Table 4 volcano-scheduler startup parameters

Parameter

Type

Default Value

Description

--log-dir

String

None

Log directory. The default value in the component startup YAML file is /var/log/mindx-dl/volcano-scheduler.

--log-file

String

None

Log file name. The default value in the component startup YAML file is /var/log/mindx-dl/volcano-scheduler/volcano-scheduler.log.

NOTE:

Dumped files are named in the format of "volcano-scheduler.log-dump triggering time.gz", for example, volcano-scheduler.log-20230926.gz.

--scheduler-conf

String

/volcano.scheduler/volcano-scheduler.conf

Absolute path of the configuration file of the scheduling component.

--logtostderr

Bool

false

Whether to print logs in the standard output.

  • true: yes.
  • false: no.

-v

Integer

2

Log output level.

  • 1: error
  • 2: warning
  • 3: info
  • 4: debug

--plugins-dir

String

plugins

Path for loading the scheduler plugin.

--version

Bool

false

Whether to query the volcano-scheduler binary version.

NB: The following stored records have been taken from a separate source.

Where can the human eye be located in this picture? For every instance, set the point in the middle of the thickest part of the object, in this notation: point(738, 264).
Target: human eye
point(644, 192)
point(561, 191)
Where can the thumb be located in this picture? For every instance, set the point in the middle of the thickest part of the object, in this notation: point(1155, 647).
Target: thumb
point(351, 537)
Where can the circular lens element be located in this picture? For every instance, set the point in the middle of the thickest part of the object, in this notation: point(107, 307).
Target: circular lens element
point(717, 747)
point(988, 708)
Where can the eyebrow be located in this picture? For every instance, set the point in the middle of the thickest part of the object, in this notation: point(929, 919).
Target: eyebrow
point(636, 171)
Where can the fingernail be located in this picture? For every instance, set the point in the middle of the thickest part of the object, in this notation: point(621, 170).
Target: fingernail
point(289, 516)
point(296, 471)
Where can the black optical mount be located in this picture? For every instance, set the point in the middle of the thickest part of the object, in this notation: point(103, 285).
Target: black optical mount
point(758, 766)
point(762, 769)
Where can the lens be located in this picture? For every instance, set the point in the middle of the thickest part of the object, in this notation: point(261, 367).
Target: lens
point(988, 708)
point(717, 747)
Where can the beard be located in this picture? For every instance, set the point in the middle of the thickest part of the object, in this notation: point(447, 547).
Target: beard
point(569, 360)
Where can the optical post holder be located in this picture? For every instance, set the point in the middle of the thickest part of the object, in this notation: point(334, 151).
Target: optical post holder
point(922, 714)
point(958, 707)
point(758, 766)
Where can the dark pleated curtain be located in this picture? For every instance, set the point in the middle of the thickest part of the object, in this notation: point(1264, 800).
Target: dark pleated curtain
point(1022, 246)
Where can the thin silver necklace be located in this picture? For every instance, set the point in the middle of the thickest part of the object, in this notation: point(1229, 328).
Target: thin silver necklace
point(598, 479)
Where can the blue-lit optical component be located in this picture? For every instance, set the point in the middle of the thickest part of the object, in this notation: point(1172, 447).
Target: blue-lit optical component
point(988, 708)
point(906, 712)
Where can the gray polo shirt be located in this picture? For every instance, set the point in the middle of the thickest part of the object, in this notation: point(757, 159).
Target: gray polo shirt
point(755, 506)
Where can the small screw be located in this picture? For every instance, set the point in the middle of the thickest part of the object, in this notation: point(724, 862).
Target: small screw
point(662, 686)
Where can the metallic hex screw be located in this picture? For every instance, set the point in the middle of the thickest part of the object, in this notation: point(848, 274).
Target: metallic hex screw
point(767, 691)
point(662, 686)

  • true: queries the version.
  • false: does not query the version.

--log_file_max_size

Integer

1800

Maximum size of a log file, in MB.

NOTE:

When the size of a log file exceeds the threshold, the log content is cleared.

--leader-elect

Bool

false

Primary node selected during multi-copy startup.

--percentage-nodes-to-find

Integer

100

Percentage of available nodes selected during job scheduling to the total number of nodes in a cluster.

Table 5 volcano-controller startup parameters

Parameter

Type

Default Value

Description

--log-dir

String

None

Log directory. The default value in the component startup YAML file is /var/log/mindx-dl/volcano-controller.

--log-file

String

None

Log file name. The default value in the component startup YAML file is /var/log/mindx-dl/volcano-controller/volcano-controller.log.

NOTE:

Dumped files are named in the format of "volcano-controller.log-dump triggering time.gz", for example, volcano-controller.log-20230926.gz.

--logtostderr

Bool

false

Whether to print logs in the standard output.

  • true: yes.
  • false: no.

-v

Integer

4

Log output level.

  • 1: error
  • 2: warning
  • 3: info
  • 4: debug

--version

Bool

false

volcano-controller binary version number.

--log_file_max_size

Integer

1800

Maximum size of a log file, in MB.

NOTE:

When the size of a log file exceeds the threshold, the log content is cleared.

Volcano is open-source software. Only common startup parameters are listed here. For details about other parameters, see the description of the open-source software.